PetroChina Company Limited is a joint stock venture in which China National Petroleum Corporation invested most of its assets in November 1999.
The proposed LNG project is located in Qinzhou, a port city on the northern brink of Beibu Gulf, not far from another 10-million-ton oil refining project already under construction in the same city.
"With its geographic convenience, the suggested LNG project can be supplied by Australia, Indonesia, Malaysia, the Middle East and Africa," said Wu, who added the new LNG project was still at the feasibility study stage.
The proposed new LNG project is deemed by many as part of CNPC's strategy to expand its southwestern China market and, if it materializes, the LPG project will help improve the natural gas supply structure in China and will also help quench the growing thirst for oil products in southwest China.
China's thirst for clean and efficient energy has boosted the demand for natural gas. It began importing LNG last year with its first LNG project in Shenzhen, south China's Guangdong Province, and signed a separate LNG supply agreement with Malaysia's Petronas for the LNG project in Shanghai.
Both LNG projects are being built by China National Offshore Oil corporation (CNOOC), China's largest offshore oil producer.
CNPC broke ground for the construction of its 10-million-ton oil refinery project in Qinzhou last year. The projected refinery will be able to produce seven million tons of oil and petrochemical products for the markets in Yunnan, Guizhou and Guangxi when the project gets into operation in 2008.

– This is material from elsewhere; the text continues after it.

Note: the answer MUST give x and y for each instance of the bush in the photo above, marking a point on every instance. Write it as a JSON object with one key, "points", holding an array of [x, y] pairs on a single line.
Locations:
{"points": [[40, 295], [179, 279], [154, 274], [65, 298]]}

CNPC currently supply its southwest market from its refinery in Dalian, a port city in northeast China's Liaoning Province. By processing the imported crude in the Qinzhou refinery, CNPC could cut its transportation costs by 200 yuan per ton. The oil and petrochemical products manufactured by the oil refinery in Qinzhou, with a construction budget of 15.2 billion yuan, could also be exported to Southeast Asian countries, said Wu.